Re: Szukanie dziur
nikodem123 napisał:
> Puchalski pisał coś takiego: pająki muszą rozpoznawać krople deszczu uderzające
> w ich sieć, a
> nawet liść, który przylepił się do sieci i drga na wietrze.
>
> Testowałem to wszystko na „moim” pajączku – rozpoznawał to doskonale. Siedział
> w swojej kryjówce cicho, jak mysz pod miotłą – jak pająk pod fragmentem liścia.
>
> Aż się nauczyłem, że pająk potrzebuje, chyba, dwóch rodzajów drgań. Nie powiem
> jakich, bo mogę zmyślać. Przecież to było w moim dzieciństwie. Przy pierwszym r
> odzaju wychodził z kryjówki i „nasłuchiwał” drgań.
> Co się działo potem nie powiem, bo nie pamiętam, więc mogę zmyślać.
>
> Pamiętam, że II fazie drgań rzucał się (albo tylko raz) – ze swoimi nogogłaszcz
> kami, szczękoczułkami – już nie pamiętam, co one tam mają – na mój umiejętnie d
> rgający patyczek.
To wszystko poezja Nikodem,chociaz Kazeta widzi swiat bardziej lirycznie.
Natura zywa jest przerazajaco biologiczna i czlowiek tez taki jest.

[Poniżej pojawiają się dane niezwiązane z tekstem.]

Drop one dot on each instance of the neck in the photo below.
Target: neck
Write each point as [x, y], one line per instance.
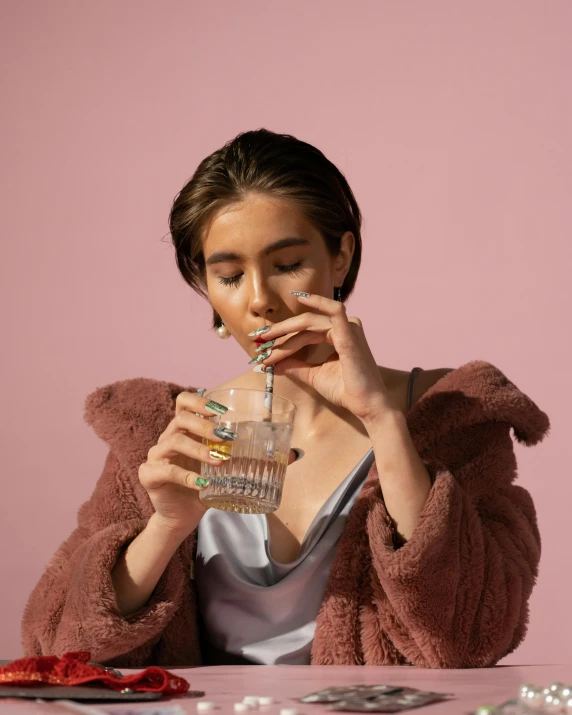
[312, 410]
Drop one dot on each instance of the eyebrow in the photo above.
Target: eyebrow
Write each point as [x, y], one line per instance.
[222, 256]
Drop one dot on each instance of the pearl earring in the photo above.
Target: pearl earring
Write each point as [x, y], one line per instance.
[223, 332]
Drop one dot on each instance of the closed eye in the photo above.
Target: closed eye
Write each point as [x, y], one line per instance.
[235, 280]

Ja tez sie podobnie bawilem ale bardzo sie boje pajakow i to do dzis.Nie wiem dlaczego.
Pajak rozroznia dragania po tym jaka one maja powtarzalnosc i zrodlo rozchodzenia sie.
Spadajacy lisc zaburza siec jednorazowo,wiatr porusza cala plaszczyzna sieci (nie ma zrodla).
Zlapana w siec mucha szarpie sie agonalnie,odpoczywa,znowu szarpie,raz slabiej raz mocniej.
Ja rzucalem pajakowi zabite muchy.Zwykle wylecial z kryjowki i czekal czy sie rusza i stal.
Moze potem jak obchodzil siec sprawdzajac czy cala to muche znalazl.
Dmuchalem w siec.Tez wylatywal z kryjowki,ale kiedy dmuchalem dalej nie ruszal sie.
Nie czul ogniska drgan.Podobnie jak z wiatrem.